That includes areas like La Crosse, with about 100,000 people in the metro area, and a central city of 50,000. Wisconsin has many smaller metro areas, in addition to the larger cities of Milwaukee and Madison.
Revenue sharing and cooperation make a lot of sense. Cities long have advocated outright annexation of suburban areas in order to provide services to them. But suburban towns often don't want to be annexed, and state law does not allow annexation to happen against their will.
What's the answer? The services need to be provided, and there needs to be an equitable way to share tax revenue that results from new growth.
The Wisconsin Alliance of Cities, which represents La Crosse and 36 other Wisconsin cities, is talking about ways to use Wisconsin's shared revenue program — the major vehicle of state aid to local governments — as a way to push for more regional collaboration within metro areas.
A story in Sunday's edition of the Milwaukee Journal Sentinel referred to it as a "plan." But it's really more in the "idea" stage than it is a formal plan.
That's because no one knows at this point where the state could get additional money to add a regional growth component to Wisconsin's $949 million shared revenue system. Cities don't want to simply change the existing shared revenue to a regional system because that would hurt the very places that need help the most — struggling central cities with high poverty and low property values.

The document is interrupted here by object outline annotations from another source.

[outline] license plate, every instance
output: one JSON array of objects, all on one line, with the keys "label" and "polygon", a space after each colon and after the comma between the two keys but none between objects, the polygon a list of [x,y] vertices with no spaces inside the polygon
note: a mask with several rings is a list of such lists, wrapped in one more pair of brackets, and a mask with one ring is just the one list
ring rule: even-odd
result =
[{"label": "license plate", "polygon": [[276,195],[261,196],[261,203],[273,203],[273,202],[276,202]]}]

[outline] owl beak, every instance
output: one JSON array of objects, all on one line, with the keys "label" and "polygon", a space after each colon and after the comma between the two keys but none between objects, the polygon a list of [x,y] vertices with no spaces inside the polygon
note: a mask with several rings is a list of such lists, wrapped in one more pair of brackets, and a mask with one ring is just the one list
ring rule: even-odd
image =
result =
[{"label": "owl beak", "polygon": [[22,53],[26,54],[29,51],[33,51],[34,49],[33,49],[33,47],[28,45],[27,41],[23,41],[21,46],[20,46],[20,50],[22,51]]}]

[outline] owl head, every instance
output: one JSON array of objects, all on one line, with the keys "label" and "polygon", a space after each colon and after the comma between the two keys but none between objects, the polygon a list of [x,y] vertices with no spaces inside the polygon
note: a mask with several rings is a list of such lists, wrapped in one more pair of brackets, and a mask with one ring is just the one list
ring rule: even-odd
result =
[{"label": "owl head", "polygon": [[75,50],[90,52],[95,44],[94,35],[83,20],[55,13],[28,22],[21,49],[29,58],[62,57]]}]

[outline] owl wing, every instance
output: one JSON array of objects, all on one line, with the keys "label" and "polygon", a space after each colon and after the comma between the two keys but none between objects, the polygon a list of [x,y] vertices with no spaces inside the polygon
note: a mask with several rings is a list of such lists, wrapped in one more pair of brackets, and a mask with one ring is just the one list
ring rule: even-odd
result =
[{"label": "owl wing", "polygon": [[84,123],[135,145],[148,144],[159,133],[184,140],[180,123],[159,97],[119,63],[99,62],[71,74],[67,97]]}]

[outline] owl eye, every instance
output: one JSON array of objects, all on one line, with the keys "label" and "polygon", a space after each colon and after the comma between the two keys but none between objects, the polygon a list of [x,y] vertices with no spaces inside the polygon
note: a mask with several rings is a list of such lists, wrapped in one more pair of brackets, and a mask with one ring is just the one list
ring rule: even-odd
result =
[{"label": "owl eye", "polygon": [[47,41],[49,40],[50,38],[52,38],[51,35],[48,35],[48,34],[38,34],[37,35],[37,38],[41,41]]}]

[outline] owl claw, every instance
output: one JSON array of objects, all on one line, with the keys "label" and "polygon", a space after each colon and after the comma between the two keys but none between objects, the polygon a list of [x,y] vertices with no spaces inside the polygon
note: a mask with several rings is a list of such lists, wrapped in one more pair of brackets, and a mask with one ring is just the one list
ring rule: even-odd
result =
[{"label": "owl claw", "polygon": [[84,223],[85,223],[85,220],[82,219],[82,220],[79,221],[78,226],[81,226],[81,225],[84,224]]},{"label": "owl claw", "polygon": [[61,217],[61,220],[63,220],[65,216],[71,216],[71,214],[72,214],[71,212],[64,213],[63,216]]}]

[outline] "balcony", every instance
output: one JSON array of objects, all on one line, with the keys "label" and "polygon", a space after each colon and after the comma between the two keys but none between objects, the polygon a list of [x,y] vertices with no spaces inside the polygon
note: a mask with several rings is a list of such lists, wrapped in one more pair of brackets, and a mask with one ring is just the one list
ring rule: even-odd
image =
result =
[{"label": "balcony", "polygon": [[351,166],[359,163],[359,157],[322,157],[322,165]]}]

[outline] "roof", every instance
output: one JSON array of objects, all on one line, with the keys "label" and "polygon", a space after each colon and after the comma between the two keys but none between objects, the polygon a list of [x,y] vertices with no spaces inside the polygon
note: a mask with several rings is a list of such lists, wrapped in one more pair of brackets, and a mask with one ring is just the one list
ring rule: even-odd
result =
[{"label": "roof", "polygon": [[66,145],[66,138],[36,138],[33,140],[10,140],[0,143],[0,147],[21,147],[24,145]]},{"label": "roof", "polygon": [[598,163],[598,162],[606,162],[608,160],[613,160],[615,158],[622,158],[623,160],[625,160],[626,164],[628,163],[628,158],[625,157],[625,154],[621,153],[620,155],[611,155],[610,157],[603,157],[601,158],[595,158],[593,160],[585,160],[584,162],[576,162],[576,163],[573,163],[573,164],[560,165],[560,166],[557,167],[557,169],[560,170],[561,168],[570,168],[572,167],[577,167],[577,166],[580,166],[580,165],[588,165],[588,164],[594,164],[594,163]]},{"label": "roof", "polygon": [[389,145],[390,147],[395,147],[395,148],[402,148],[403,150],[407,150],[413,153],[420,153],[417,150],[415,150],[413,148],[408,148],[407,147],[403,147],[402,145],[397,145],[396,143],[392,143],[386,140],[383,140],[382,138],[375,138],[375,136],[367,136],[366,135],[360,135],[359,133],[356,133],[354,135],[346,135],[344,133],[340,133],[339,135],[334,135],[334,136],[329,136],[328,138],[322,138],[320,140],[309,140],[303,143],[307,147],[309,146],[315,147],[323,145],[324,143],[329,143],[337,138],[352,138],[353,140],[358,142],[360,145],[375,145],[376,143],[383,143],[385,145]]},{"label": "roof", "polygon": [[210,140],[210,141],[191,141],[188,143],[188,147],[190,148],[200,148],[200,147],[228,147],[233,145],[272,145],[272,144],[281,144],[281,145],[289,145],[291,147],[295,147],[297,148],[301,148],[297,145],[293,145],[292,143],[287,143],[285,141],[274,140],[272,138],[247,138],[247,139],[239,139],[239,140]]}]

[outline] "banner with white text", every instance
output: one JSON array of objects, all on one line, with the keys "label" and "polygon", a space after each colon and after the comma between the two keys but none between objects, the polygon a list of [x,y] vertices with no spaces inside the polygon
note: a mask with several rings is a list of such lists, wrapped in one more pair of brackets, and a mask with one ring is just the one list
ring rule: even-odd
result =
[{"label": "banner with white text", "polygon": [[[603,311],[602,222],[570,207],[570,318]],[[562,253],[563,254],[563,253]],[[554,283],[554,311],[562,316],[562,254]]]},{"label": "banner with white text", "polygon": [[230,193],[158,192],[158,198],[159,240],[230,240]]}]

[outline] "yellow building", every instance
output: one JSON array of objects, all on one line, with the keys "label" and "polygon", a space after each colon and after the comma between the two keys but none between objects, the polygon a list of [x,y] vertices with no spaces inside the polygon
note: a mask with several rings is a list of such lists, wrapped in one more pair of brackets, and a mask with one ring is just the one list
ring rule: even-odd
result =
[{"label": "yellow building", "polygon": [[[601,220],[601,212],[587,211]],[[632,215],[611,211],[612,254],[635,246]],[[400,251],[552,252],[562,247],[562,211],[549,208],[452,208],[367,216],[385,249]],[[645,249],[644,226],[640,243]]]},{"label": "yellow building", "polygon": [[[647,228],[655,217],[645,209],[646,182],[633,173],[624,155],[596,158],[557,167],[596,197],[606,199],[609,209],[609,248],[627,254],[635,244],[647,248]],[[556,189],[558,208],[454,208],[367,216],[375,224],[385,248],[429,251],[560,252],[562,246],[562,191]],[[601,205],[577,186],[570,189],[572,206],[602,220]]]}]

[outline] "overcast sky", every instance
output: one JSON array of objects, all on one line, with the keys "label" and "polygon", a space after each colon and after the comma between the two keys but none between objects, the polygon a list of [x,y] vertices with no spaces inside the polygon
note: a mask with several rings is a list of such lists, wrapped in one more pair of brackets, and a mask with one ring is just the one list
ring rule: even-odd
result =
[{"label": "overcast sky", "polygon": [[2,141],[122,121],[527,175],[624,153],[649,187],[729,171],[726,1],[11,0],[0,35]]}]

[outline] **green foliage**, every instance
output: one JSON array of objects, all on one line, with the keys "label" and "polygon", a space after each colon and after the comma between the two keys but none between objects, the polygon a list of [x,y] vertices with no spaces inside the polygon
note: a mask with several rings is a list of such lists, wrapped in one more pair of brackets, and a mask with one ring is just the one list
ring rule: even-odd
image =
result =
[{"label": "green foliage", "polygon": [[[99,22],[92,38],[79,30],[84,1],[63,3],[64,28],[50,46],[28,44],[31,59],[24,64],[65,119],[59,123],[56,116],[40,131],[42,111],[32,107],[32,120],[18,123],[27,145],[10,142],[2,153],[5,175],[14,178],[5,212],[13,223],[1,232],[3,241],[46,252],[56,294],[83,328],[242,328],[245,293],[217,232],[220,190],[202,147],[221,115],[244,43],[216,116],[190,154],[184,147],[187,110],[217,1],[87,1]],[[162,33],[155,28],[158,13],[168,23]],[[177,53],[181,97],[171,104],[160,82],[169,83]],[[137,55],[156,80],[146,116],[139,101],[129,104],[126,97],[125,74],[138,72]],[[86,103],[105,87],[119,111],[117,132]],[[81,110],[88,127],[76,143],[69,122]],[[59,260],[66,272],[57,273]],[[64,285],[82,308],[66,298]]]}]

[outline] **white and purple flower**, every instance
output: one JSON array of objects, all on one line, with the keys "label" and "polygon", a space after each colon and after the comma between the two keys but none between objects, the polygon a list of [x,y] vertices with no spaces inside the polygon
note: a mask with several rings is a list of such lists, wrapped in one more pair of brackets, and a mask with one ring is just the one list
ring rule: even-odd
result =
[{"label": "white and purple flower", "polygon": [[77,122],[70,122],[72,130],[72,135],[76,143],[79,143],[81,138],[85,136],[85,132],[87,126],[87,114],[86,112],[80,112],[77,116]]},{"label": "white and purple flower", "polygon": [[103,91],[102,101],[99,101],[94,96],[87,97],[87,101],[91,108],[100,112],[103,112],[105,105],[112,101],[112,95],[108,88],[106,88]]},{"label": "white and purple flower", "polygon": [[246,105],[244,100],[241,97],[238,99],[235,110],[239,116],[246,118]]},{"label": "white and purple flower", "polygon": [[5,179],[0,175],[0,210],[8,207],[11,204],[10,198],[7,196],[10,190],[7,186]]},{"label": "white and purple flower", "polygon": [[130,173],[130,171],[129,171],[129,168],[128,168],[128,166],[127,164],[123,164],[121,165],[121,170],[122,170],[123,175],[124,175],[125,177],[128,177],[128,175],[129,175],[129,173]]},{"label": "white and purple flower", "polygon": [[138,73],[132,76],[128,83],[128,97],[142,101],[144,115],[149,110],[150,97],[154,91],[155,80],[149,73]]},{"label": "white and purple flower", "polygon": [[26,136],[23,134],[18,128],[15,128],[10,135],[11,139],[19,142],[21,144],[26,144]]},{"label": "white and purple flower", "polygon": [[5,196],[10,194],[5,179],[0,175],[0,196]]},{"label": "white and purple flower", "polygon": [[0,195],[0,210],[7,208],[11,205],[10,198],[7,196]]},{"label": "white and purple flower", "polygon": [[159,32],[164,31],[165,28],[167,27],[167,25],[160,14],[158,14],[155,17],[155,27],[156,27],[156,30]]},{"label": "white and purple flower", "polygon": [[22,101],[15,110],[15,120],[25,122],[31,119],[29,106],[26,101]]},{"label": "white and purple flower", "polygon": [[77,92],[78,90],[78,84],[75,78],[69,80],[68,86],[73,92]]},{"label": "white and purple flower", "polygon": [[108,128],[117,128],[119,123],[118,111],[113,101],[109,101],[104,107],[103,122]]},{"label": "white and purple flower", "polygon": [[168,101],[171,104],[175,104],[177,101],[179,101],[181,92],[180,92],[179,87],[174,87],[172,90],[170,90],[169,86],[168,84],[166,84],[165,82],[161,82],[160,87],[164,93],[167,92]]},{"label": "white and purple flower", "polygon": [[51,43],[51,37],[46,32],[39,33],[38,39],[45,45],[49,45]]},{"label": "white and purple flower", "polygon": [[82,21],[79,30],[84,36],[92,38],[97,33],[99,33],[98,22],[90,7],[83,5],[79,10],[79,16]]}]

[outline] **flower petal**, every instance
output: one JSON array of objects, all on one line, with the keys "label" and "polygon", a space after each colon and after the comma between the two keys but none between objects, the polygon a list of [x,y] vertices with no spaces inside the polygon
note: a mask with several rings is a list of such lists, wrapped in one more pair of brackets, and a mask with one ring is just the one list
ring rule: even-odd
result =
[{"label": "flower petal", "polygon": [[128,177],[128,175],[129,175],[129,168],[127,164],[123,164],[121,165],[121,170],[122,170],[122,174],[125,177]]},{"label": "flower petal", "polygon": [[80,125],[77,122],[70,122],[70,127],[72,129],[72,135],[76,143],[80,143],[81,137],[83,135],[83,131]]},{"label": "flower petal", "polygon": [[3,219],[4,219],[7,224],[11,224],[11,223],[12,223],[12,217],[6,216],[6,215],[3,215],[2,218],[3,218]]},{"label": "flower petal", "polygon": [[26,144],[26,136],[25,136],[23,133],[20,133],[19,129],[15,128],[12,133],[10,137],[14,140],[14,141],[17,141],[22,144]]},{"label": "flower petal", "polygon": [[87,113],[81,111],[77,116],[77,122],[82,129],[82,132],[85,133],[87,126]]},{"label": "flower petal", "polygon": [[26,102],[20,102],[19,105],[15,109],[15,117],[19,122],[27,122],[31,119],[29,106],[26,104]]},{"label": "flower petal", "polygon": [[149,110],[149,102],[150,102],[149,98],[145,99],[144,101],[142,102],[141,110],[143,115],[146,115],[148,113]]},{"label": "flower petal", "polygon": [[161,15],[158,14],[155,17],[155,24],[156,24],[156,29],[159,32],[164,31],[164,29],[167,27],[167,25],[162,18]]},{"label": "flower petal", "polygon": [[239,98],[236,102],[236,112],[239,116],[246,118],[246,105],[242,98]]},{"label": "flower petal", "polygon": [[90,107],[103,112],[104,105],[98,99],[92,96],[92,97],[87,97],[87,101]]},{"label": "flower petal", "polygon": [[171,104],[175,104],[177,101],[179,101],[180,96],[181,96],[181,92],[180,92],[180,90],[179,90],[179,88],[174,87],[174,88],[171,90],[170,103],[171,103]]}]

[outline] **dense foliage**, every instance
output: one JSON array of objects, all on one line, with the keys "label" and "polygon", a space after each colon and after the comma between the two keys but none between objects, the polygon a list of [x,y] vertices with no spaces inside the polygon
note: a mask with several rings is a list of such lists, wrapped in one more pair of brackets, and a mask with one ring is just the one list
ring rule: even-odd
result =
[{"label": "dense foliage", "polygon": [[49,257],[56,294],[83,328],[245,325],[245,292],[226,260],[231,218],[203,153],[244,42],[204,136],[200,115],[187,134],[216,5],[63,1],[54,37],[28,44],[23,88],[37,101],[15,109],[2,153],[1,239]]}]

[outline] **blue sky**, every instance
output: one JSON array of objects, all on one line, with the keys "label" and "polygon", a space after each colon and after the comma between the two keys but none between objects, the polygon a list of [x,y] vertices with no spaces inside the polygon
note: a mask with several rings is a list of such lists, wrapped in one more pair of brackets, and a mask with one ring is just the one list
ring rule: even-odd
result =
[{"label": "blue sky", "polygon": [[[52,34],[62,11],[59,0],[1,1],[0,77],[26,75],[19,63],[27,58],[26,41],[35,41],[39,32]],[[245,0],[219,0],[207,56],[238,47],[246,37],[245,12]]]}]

There are some examples of other communities that have had success with regional approaches to issues. The Twin Cities metro area in Minnesota is the best local example. There is a Metropolitan Council that handles regional services such as sewers and mass transit. According to Rich Eggleston of the Wisconsin Alliance of Cities, the Twin Cities revenue sharing programs initially shifted tax revenue from wealthier and rapidly expanding suburbs into the central cities.
Now, Eggleston said, the central cities are so economically vibrant that some revenue generated from Minneapolis and St. Paul and the wealthier outer suburbs is being shifted to help the more struggling inner ring of suburbs.
Some type of revenue sharing could work in Wisconsin. The Alliance is recommending that the state try to get an additional $70 million in new revenue to use as a regional incentive program in addition to the existing shared revenue program.
Where do we get the $70 million in new revenue to run such a program? That's the question.
As soon as someone comes up with an answer to that question, the Alliance's "idea" could graduate to "plan." Meanwhile, state and local officials need to think very hard to find ways that our existing resources — including shared revenue — can encourage more regional cooperation.